Giving the Lord's Supper to unbelievers and/or to the unbaptized in our day would be like allowing the uncircumcised and/or idolatrous Gentiles to partake of the Passover in the OT, or giving the Lord's Supper to the unbaptized and/or unbelieving Jews and pagan Gentiles in the NT church. This is a practice that would have caused the Apostles to recoil in horror. From a confessional (and Biblical) perspective, allowing unbelievers and/or unbaptized in our churches should neither be entertained nor practiced in our churches.


----------



## Contra_Mundum (Jan 27, 2009)

There's nothing especially "loving" about refusing to draw lines that "separate".

If it be "wrong" to so draw lines, then I suppose "free love" should be the order of the day. Why not reject marriage, if the vows erect a moral barrier to "sharing" your partner? Hey, it's not "loving" of you to keep her/him from me!

Listen, it comes down to this: there as people _inside_ the church, and people _outside_ the church. That is the fundamental barrier. And there are people who are _inside but *ineligible*_ for the Supper (that's what discipline is about), and those who are _inside and *eligible*_. In fact, DISCIPLINE is what LOVE does. If ye are not chastized, then are ye bastards, and not true sons. For the Father disciplines every son that he loves.

Lines are for the protection of all concerned. Elders, like parents, will have their performance examined, as those who must give an account, on the Day of Judgment.


----------



## mvdm (Jan 27, 2009)

This question also lay at the heart of the "communion controversy" in which Jonathan Edwards rejected {rightly} his grandfather Stoddard's view of the sacrament as a "converting ordinance" for the unbeliever. 

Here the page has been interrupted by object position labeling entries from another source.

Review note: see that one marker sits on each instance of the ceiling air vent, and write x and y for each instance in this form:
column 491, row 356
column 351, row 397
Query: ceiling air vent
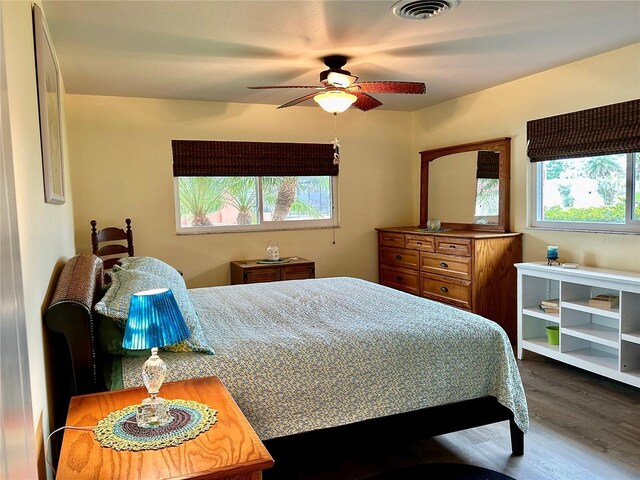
column 423, row 9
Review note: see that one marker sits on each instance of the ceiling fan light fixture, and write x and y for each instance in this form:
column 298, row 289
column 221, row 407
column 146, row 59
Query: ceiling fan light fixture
column 335, row 101
column 422, row 9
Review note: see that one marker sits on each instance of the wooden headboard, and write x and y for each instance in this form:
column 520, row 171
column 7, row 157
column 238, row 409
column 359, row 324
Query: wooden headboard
column 75, row 358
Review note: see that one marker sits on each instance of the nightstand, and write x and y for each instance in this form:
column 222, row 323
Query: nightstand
column 229, row 450
column 250, row 271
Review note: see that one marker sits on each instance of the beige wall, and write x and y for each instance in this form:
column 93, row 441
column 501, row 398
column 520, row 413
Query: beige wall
column 46, row 231
column 503, row 111
column 121, row 167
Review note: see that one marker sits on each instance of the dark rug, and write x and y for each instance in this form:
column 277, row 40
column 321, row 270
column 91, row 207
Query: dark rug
column 443, row 471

There's nothing new under the sun


----------



## jwithnell (Jan 27, 2009)

This is also an extension of the OT practice where only the covenant community participated.


----------



## Contra_Mundum (Jan 27, 2009)

I would go further, and posit that based on the available Scriptural evidence, under the Old Covenant only circumcised adult males were invited to the actual memorial table of Passover.

Just another way the New Covenant is better.


----------



## jwithnell (Jan 28, 2009)

I have sometimes studied diagrams that show who could go where in the temple and its surrounding courtyards and have marveled at the wonder of all believers now being able to go into worship and to participate in the means of grace. We are truly blessed.


----------



## Scott1 (Jan 28, 2009)

> _*The Westminster Confession of Faith for Study Classes
> *_*GI Williamson
> p. 283*
> 
> The Lord's Supper is _not_ a means of grace to those who have no grace (I Cor. 11:27-29). The preaching of the Word of God, by contrast, is a means of grace to those who have no grace. No one is required to discern the Lord's body before he hears the gospel. But this requirement proves that the Lord's Supper is not a converting ordinance. It is not a means of effecting union with Christ. It is rather a means of strength and assurance to those who have have union with Christ.





> *Westminster Confession of Faith
> Chapter XXIX
> *
> 
> ...



Not only should non-believers not partake, "disorderly" believers should not.


----------